Now for how to prove it: Let $U$ be an ultrafilter on $Cl(S)$. Use compactness to show that $\bigcap_{X\in U} X$ is nonempty (take the complement of this big intersection...), and use total disconnectedness and the fact that $U$ is an ultrafilter to show that $\bigcap_{X\in U} X$ contains at most one point.

Answer 3

You are confusing two things here. Unless the Stone space in question has isolated points, there will be no principal ultrafilters on the Boolean algebra of clopen sets. Every ultrafilter is the ultrafilter of sets containing given point, yes, but it is not principal.

Under the Stone correspondence, ultrafilters correspond to points. A principal filter corresponds to a clopen set. A principal ultrafilter corresponds to a clopen, i.e. isolated point.

In other words, every point in the Stone space give you an ultrafilter, but it will only be principal if the point is isolated.

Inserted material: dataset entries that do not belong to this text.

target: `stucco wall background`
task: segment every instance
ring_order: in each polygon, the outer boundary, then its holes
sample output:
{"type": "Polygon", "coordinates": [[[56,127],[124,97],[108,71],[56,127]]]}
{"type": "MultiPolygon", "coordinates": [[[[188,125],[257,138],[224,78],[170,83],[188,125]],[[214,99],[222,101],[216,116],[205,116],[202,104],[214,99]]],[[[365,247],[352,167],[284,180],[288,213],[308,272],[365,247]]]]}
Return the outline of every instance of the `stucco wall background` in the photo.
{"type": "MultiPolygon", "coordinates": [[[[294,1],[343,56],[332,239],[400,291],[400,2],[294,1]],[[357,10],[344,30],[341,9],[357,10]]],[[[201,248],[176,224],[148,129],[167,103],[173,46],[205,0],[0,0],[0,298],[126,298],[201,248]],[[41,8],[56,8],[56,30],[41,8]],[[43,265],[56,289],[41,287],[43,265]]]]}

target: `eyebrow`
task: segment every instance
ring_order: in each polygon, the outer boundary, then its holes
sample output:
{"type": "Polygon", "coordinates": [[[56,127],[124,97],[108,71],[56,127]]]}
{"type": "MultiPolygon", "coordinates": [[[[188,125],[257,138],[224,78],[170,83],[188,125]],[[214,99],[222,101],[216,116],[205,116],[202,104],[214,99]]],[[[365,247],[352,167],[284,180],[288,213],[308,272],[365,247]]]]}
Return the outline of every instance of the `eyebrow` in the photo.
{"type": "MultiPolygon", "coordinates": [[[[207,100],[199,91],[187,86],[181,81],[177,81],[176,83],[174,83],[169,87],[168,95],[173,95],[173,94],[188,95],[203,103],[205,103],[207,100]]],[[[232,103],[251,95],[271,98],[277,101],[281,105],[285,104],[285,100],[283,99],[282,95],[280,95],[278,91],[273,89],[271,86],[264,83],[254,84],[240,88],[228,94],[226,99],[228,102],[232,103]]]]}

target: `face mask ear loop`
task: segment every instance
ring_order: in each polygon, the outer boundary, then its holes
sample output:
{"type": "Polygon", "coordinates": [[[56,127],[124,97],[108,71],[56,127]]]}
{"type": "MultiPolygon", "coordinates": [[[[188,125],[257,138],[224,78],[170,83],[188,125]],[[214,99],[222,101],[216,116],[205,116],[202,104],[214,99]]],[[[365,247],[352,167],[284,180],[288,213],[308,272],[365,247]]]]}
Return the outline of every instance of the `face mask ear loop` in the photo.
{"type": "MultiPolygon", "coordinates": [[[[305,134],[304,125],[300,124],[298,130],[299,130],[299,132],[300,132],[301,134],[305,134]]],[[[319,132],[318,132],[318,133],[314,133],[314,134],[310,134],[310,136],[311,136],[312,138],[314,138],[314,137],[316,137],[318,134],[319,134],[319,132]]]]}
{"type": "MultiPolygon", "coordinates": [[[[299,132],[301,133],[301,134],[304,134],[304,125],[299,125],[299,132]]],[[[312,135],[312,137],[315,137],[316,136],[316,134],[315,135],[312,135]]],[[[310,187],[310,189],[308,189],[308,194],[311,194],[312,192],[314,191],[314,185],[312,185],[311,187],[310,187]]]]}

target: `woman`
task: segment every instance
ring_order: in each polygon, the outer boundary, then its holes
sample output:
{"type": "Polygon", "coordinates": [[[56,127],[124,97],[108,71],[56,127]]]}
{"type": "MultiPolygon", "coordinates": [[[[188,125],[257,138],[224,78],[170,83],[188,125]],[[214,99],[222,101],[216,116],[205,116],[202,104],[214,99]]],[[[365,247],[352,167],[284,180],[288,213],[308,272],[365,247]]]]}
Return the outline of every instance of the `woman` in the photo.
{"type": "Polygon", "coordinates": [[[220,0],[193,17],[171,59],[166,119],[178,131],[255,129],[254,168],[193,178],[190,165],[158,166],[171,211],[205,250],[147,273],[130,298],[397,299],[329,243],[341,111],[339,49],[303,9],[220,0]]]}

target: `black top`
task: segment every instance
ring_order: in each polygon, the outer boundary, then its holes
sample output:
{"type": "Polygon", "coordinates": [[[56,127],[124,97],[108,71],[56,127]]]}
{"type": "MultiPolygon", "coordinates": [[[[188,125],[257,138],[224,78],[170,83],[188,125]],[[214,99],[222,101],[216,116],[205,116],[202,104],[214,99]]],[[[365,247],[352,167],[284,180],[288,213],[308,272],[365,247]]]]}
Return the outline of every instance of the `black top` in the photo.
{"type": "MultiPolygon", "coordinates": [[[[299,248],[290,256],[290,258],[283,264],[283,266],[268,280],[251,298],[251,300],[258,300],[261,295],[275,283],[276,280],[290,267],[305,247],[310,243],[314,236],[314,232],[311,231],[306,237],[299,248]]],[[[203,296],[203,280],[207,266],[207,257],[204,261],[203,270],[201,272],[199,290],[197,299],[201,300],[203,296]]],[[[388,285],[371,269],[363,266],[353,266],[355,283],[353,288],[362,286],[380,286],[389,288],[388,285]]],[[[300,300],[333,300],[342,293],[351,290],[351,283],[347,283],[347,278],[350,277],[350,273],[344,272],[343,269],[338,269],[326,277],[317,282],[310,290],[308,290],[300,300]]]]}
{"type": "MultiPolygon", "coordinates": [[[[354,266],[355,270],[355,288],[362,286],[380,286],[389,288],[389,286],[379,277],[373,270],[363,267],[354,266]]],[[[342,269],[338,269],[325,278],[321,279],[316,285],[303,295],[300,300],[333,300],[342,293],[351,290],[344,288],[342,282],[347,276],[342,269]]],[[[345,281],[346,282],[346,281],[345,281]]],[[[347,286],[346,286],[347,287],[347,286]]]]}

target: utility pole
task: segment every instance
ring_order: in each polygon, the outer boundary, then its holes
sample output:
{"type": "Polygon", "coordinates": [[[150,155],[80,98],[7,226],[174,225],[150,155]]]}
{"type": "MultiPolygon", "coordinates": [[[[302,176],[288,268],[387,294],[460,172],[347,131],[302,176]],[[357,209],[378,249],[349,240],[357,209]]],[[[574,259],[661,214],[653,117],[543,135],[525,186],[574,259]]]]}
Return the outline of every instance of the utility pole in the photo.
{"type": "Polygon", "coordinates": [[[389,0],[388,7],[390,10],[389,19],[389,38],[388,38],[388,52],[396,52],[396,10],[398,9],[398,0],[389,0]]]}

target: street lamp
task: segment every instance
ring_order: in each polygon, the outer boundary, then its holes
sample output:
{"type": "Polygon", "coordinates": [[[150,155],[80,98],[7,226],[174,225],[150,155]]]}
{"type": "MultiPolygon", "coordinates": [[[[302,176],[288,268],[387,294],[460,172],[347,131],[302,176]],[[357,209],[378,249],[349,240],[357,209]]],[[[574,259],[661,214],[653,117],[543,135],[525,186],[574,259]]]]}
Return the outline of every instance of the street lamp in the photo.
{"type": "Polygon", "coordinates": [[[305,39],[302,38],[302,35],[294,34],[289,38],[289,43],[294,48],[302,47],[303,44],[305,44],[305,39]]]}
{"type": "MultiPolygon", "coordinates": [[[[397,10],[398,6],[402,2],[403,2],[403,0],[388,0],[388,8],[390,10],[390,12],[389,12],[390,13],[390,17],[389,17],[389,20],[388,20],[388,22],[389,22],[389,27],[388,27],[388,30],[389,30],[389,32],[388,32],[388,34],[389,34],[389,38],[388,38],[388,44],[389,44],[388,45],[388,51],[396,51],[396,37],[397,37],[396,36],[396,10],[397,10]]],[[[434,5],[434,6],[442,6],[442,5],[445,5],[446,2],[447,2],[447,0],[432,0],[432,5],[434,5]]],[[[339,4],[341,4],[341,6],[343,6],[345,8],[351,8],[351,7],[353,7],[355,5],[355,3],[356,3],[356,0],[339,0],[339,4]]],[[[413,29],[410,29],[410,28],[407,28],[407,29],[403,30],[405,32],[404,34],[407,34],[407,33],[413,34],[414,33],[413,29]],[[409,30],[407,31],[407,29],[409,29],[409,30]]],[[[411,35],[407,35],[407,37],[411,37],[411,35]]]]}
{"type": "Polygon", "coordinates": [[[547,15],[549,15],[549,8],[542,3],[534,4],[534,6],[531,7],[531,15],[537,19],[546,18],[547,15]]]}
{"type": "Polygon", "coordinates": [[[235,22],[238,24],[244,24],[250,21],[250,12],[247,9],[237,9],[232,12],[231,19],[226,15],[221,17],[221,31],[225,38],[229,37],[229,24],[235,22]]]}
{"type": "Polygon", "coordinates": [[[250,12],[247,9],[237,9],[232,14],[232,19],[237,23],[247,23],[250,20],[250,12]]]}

The point is that the intersection of every ultrafilter, principal or not, is a single point, or rather, pendantically speaking, the singleton of a single point. It follows from the fact that you have compactness on clopen sets (to have a point in the intersection) and the fact that clopen sets separate points (to have no more than one point in the intersection). But typically, this singleton is not a clopen set, so not a member of the algebra.